Our experience across academic disciplines and cultural boundaries, as represented below, has inspired the mission for this site. In addition to our former collaborative work along these lines, we seek here to continue our research in new and expanding ways—through essays, interviews, news, and conversations with colleagues, students and fellow-travelers.   

Richard Grego

Richard Grego is professor of philosophy and cultural history at Florida State College at Jacksonville, with an academic background that includes M.A. degrees in philosophy from Lancaster University, history from the College of St. Rose, and Hindu philosophy from Hindu University of America, in addition to an interdisciplinary doctorate in philosophy and the history of ideas from SUNY at Albany. 

His research interests focus on cross-cultural themes in philosophy of religion and science—including comparative theories of mind-consciousness, the metaphysical implications of theoretical physics and scientific cosmology, and comparative world religions/philosophies/civilizations. His publications involve studies in the history-philosophy of science, conceptions of nature in the history of western thought, and comparative perspectives on mind-consciousness in the history of western philosophy-psychology and in the Advaita Vedanta through neo-Vedanta tradition in Hindu philosophy. Prior to his academic career, he was a criminal investigator-polygraph examiner for the Florida Office of the Public Defender/Department of Probation-Parole, Instructor at the Indian River State Criminal Justice Institute and International Academy of Polygraph in Florida, and national Academic Director of the Criminal Defense Investigation Training Council.
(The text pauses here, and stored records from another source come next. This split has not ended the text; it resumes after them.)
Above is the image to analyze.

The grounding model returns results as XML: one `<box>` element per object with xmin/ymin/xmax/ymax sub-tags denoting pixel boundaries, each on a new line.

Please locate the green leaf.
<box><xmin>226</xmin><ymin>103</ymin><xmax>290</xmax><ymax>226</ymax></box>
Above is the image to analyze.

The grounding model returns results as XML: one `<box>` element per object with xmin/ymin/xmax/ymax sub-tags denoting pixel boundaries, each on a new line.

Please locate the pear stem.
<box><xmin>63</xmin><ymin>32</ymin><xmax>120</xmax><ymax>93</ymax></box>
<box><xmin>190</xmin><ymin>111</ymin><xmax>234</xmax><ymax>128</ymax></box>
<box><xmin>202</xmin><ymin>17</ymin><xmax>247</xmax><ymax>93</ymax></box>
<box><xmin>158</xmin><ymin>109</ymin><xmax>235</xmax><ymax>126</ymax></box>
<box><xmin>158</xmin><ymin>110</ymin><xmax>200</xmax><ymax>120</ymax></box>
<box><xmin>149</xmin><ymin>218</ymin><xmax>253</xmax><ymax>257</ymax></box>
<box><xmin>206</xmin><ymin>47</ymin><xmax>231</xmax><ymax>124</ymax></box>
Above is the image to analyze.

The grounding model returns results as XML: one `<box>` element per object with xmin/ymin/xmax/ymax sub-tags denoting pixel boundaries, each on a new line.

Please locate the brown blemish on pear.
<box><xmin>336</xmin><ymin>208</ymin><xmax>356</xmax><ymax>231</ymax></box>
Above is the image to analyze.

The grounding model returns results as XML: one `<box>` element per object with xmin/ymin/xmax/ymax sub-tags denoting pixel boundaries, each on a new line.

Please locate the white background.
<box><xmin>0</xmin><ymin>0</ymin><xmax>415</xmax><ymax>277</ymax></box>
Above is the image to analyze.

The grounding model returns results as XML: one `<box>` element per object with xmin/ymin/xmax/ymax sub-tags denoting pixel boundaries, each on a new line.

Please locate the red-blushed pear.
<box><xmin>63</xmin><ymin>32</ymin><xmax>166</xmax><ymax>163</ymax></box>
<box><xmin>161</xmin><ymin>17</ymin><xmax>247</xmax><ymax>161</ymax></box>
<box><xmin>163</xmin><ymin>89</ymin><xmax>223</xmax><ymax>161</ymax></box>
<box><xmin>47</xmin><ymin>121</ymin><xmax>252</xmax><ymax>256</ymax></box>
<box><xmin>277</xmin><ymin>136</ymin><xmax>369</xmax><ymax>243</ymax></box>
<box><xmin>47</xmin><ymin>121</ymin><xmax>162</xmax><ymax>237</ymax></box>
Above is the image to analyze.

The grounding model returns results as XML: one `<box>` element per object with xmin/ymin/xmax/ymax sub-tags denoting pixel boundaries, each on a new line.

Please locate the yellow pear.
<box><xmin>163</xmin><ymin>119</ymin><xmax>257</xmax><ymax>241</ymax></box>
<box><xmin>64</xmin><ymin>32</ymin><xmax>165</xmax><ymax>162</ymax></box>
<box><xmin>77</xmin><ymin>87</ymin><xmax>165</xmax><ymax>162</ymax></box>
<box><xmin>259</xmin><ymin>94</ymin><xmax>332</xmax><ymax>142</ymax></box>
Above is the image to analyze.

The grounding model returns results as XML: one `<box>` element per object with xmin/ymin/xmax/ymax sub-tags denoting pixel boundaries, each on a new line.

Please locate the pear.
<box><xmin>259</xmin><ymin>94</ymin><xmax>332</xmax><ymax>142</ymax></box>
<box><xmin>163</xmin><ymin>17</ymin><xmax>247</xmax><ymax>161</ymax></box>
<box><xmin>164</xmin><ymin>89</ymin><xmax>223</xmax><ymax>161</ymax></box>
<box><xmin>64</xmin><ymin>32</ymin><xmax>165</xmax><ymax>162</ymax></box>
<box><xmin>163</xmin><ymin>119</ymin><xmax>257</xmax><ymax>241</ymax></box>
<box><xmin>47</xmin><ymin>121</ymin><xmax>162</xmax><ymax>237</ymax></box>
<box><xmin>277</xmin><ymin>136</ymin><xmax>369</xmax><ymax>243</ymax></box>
Debidatta Aurobinda Mahapatra

Debidatta Aurobinda Mahapatra – Growing up in a multicultural and diverse society and watching violent conflicts firsthand, my interest in peaceful resolution of conflicts came naturally. I have doctoral degrees from Jawaharlal Nehru University, New Delhi, and University of Massachusetts Boston.  My research sits at the intersection of conflict resolution and public policy, with occasional forays into philosophy. I received the Scholar of Peace Award (New Delhi) in 2007. I was a Charles Wallace Fellow at Queen’s University Belfast in 2010. My publications include Sensual Austerity and Moral Leadership (Palgrave, coauthored with Richard Grego), The Philosophy of Sri Aurobindo (Bloomsbury, editor), Gandhi and the World (Lexington, editor), Conflict Management in Kashmir (Cambridge University Press), and Conflict and Peace in Eurasia (Routledge, editor).  

Plato’s Idea of the Good fascinates me, as does his disciple Aristotle’s calling politics a ‘noble profession’. For me, Sri Aurobindo’s ‘integral yoga’, Gandhi’s ‘peace through peaceful means’, and Confucian benevolence and moral self-cultivation are not mere subjects of intellectual speculation but guiding principles for organizing life and society. I believe in the ‘butterfly effect’ (but in the moral rather than the sci fi sense) that we can contribute in our own ways to build a peaceful and harmonious society. I am a Professor of Political Science at the Florida State College at Jacksonville.  

Miguel Rodriguez is the only one among his immediate Dominican family to be born in the United States. He is an adjunct instructor in American and World History at the University of Central Florida. He received his M.A. in History in 2012. His graduate research included the religious abolitionist movement in the United States, the abolition of slavery in Africa, ethnicity and nationalism in Africa, the Bolshevik Revolution and Stalinism, modern U.S. and Chinese relations, and Christianity’s influence in dismantling South African apartheid. Miguel is also a student of dialectical theology (also known as neo-orthodoxy) and liberation theology (also known as contextual theology). He organized and collaborated in several interfaith and intercultural conferences and sporting events in Central Florida from 2006 to 2018. He continues to be an avid supporter of interreligious and intercultural dialogue and cooperation. Miguel also has a B.S. degree in Industrial Engineering. He currently works as a quality assurance engineer specializing in root cause analysis. He is a lover of religion, astronomy, marine navigation, art, film, music, and especially all things history (of course) and sci-fi.